Bullies were used more as antagonists to make life hell for the protagonist until their expected comeuppance at the very end. It’s good to see a bully get her comeuppance through a redemption story for once, and it’s a real twist to do so by turning her into the bully victim. And it begins with stripping Cluny of everything that made her a bully and taking everything for granted to make her appreciate you don’t know what you’ve got until it’s gone – by giving her the total opposite in another reality.

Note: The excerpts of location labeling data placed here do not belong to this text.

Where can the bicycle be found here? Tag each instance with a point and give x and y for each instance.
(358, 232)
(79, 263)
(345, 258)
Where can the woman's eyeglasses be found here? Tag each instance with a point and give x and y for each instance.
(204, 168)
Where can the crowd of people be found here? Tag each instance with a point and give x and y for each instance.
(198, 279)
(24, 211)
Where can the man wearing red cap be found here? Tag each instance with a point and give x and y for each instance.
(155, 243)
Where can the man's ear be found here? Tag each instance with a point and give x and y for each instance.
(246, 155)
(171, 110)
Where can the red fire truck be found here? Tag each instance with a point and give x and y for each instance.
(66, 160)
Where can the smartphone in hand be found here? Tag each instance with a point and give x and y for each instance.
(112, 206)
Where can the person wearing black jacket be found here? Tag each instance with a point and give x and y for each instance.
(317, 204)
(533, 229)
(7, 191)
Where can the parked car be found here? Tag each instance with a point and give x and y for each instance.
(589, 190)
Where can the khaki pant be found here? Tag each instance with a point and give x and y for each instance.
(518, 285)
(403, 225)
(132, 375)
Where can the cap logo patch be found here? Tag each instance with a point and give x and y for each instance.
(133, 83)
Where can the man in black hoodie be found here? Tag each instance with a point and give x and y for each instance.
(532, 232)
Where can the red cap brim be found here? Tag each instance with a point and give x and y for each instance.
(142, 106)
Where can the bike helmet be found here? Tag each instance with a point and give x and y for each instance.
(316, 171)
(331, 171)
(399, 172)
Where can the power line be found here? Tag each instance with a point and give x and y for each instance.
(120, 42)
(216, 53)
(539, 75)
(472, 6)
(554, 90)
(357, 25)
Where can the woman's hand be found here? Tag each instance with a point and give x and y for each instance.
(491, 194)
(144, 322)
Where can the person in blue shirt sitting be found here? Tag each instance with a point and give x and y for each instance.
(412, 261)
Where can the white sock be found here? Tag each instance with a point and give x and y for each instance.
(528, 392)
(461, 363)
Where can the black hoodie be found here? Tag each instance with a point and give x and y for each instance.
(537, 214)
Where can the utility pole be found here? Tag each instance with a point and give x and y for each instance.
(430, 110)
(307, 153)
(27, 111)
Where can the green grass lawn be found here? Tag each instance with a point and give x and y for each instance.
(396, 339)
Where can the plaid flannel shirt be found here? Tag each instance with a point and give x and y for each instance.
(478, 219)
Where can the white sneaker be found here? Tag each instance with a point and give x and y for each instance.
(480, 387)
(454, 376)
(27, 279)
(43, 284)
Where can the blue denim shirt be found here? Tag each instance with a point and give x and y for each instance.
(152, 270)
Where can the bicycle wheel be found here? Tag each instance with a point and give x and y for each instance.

The pace of the story is really cracking and hard-hitting. For example, Cluny’s time in the prison does not last any more than it needs to. In just one episode Cluny is sent there and left shivering with cold because her cellmates have stolen her blankets; in the very next episode she escapes with those same cellmates. It’s also very frightening and eerie, and it’s disturbing to see Cluny drawn to the harsh timestream as much as she is scared of it because of her greed and mistaken belief that riches await her somewhere if she pursues that timestream. But we can tell straight away what that note about “real riches” means and Cluny’s letting herself in for big trouble by pursuing it instead of keeping away from that clock and its thirteenth chime. Once she learns her lesson we will not be at all surprised if the clock no longer strikes thirteen.
Tammy’s first science fiction story is definitely one of her very best serials, and it’s beautifully rendered by the ever-popular John Armstrong artwork. There is so much in it to make it a firm favourite with readers. It is not only fast-paced, exciting, intriguing and frightening; in many ways it is also atypical of girls’ serials, especially in having a bully being the one to go through the redemption process.